My friend, Dr. Marwah Abdallah, strongly recommended the program to me. She understood that my purpose had grown from response work to prevention work, the latter of which requires domestic policy remaking. I thought she was (kindly) gassing me up. After finally listening to Marwah, I investigated and it was clear that the White House Fellows Program would offer me a hypersonic education and relationship-building opportunity in the domestic policy space.
What goals were you hoping to achieve through the Fellows program?
I needed to expand my understanding of and connections in the domestic policy space: what are the particulars of how policy is made and who makes it? What are the ways that I can influence and create policy that is evidence-based and rooted in lived expertise? Who can I lean on for learning, principled guidance, and content-relevant contacts?
Where were you placed and what was the focus of your work?
I am thankful I was placed at my top choice, the Social Security Administration (SSA) under the generous and purposeful leadership of Dr.
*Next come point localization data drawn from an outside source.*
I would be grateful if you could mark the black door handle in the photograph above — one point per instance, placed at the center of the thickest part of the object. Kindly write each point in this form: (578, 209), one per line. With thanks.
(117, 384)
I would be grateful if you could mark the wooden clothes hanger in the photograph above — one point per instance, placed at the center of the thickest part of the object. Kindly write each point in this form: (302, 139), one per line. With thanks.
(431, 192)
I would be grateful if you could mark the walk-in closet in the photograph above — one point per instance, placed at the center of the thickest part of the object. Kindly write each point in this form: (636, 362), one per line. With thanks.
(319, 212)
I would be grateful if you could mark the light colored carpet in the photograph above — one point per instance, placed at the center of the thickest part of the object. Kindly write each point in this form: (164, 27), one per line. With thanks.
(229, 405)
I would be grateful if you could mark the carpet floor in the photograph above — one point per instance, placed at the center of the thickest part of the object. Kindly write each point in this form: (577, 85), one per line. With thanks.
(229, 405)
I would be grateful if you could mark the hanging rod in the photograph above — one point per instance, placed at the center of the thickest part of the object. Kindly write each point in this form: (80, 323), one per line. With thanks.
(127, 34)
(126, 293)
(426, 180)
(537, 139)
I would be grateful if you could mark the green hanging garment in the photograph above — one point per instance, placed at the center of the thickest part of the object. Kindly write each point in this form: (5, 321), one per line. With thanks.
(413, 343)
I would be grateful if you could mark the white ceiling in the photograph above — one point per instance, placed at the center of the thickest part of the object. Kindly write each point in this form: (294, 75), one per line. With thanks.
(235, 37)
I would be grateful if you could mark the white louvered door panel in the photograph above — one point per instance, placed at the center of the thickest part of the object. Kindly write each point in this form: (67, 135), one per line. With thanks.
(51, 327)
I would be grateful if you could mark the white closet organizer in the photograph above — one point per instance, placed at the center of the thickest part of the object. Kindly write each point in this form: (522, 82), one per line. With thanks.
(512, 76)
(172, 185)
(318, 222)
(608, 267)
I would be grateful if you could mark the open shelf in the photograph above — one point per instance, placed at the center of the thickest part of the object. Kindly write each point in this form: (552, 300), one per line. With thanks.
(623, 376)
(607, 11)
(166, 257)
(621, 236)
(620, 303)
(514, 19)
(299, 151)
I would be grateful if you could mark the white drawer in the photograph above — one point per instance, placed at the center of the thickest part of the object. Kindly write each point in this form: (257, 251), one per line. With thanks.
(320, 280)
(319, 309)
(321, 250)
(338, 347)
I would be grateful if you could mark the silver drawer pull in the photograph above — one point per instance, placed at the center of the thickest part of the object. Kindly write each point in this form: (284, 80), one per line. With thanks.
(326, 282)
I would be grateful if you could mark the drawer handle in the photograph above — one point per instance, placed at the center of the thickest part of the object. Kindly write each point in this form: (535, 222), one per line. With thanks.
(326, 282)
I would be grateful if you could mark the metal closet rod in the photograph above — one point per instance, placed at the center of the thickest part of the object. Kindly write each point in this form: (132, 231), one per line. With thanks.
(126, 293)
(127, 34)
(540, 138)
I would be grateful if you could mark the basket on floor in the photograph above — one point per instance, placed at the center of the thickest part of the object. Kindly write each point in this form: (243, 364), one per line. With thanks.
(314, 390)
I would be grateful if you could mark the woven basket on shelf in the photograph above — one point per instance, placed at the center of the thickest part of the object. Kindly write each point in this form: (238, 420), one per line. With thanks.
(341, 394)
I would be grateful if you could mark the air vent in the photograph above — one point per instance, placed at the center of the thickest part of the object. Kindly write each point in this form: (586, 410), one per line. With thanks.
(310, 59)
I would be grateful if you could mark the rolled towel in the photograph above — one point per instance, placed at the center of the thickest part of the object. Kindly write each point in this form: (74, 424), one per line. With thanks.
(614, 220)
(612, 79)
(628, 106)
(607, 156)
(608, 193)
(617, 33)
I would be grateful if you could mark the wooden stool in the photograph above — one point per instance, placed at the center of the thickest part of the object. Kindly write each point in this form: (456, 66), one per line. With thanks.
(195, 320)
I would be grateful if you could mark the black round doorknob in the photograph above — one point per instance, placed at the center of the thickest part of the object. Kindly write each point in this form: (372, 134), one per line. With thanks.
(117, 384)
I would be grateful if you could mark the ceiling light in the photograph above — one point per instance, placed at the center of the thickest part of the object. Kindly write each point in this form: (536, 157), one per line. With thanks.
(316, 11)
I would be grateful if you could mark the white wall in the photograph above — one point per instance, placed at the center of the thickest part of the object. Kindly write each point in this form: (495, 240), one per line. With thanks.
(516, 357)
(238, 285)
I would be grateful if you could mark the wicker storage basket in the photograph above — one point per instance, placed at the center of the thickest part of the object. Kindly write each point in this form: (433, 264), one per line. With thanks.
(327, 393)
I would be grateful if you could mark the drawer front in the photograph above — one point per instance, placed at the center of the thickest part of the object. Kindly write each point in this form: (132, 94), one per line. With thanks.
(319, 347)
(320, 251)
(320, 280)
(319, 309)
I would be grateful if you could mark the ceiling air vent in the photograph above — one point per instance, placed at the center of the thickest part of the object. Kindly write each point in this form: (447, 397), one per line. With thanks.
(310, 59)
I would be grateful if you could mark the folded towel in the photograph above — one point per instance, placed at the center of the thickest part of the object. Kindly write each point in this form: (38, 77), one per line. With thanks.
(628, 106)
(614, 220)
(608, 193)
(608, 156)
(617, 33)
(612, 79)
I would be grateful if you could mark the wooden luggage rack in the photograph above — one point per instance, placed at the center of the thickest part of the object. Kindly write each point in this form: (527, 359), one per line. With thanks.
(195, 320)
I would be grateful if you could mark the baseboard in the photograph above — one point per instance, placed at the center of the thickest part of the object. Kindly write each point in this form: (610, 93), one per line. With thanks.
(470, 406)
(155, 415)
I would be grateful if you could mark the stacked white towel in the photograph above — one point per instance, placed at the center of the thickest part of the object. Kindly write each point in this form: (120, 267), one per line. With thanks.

Kilolo Kijakazi. Dr. Kijakazi wanted my research skills to examine the structural contributors to disability in the U.S., or the structural exclusion of people whose minds and/or bodies are devalued. But given my interest in domestic policy and my diverse content areas of expertise, I was also allowed to serve, with the agency representatives, on the White House’s Interagency Council on Economic Mobility, and the Interagency Council on Homelessness (All INside), as well as offer insights on SSA work on racial and gender equity plans.
What was your fellowship class like?
My class (WHF 2022-2023) is beautiful: We are relatively diverse, with respect to gender, geographic origin, race, ethnicity, immigration experience, employment experiences, age, and so on. I am deeply grateful for our support of each other and readiness to see, accept, and love each other.
What did you do immediately after the Fellowship?
When I applied for WHF, I was also applying for other fellowships and positions. I was able to defer another fellowship to which I was accepted until after I completed WHF. The day after WHF ended, I became a visiting Associate Professor in History, at Yale University’s Gilder Lehrman Center for the Study of Slavery, Resistance, and Abolition. My focus is on policy-based reparations for U.S. Blacks and decolonization/Indigenization; I see reparations as foundational for writing precarity out of U.S. systems and, someday, bringing the nation to the realization of loving, evidence-based equity. In the Spring of 2024, I taught an innovative course on the history of domestic policy in the U.S., and learners developed reparative policies for historically precaritizing policies.
How did the trajectory of your life and work change after the White House Fellowship?
It’s a bit early to tell, isn’t it? I hope WHF will continue to facilitate my ability to meaningfully engage in policy work that repairs policy-based harms to Blacks and Native people. When we collectively do the work to repair harms and get in right relationship, we approach our collective liberation and joy.
Have you and your classmates remained close since your Fellowship year?
I think so, yes. When we’re visiting the same area as where a co-fellow lives, we make time to hang out. One co-fellow even travelled to sit in on one of my seminars at Yale. I catch up, irregularly and comfortably, by phone with another co-fellow. We’re all in text contact. I also stay in touch with other co-fellows/families/partners via email and “snail mail.” We reunited virtually a month ago and have plans for in-person reunions. We share and celebrate each other’s every day and monumental wins, and we lean on each other during struggles. I am grateful I was selected for this class.
What advice would you give to prospective applicants?
WHF is (obviously) a great opportunity but the interview process surprised me. I’m still in touch with, friends with, and supported by people I met during regionals and finals, as well as panelists and commissioners. Relationship-building is a key element in responsible policy-making, empathy-building, and a healthy life. Spend time getting in touch with who you are, what you need from WHF, andwhat you bring to WHF. Be present in every aspect of the application process—I found the written application instrumental in helping me get in touch with these things. Ultimately, this process and practice helped clarify my purpose, regardless of WHF.